Coté internet, les pouvoirs publics cherchent depuis plusieurs années à introduire le concept de filtre chez les fournisseurs d’accès. C’est un changement majeur qui demande un grand investissement de leur part et fait reposer sur eux une obligation de résultat. Prévu pour HADOPI il a été remis à plus tard pour passer inaperçu au vu des critiques. Il était ensuite prévu que le sujet qui servirait de cheval de Troie discret serait la lutte contre la pédopornographie avec LOPSI2. Suite à un changement du calendrier c’est le jeu qui passera d’abord.

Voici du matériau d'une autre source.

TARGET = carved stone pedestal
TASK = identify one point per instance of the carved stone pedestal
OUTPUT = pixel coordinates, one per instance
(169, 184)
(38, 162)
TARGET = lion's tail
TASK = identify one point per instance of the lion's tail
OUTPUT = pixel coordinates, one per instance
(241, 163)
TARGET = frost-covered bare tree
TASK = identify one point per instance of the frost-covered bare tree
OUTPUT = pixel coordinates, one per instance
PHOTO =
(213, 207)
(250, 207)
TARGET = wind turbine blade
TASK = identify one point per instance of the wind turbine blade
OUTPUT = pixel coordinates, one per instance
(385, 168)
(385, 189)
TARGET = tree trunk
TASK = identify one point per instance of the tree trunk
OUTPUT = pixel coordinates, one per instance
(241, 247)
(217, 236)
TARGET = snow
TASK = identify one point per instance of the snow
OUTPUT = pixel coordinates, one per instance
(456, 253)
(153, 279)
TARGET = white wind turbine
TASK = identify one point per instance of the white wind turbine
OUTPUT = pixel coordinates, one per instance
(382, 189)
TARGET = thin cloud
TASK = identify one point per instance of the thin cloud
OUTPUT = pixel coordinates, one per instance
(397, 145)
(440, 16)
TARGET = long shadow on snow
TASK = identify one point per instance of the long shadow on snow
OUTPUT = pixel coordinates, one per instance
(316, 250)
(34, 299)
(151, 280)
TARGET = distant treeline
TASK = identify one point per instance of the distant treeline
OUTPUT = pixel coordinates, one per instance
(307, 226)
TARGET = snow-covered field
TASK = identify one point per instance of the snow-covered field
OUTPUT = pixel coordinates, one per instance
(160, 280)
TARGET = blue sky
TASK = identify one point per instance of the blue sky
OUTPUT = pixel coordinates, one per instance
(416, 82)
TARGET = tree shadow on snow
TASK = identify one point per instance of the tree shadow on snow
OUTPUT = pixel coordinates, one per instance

Une fois que la machine à filtrer sera installée chez les FAIs il sera facile pour le pouvoir d’ajouter tout ce qui est « néfaste » à la liste. Les exemples d’autres démocraties sont éloquents : l’Australie a totalement dévoyé sa liste noire allant même jusqu’à ajouter le site d’un dentiste de province suite a un différent personnel avec un politique. Plus sérieusement la Finlande et l’Australie ont ajouté des sites d’information sur la censure parfaitement légaux. L’Allemagne a perquisitionné et confisqué les ordinateurs d’un site d’information. Site qui informait sur la liste de censure Australienne et a reçu le prix Amnesty International quelques mois plus tard.

Dormez tranquille vous ne le saurez jamais … contrairement à d’autres formes de censure la liste est secrète !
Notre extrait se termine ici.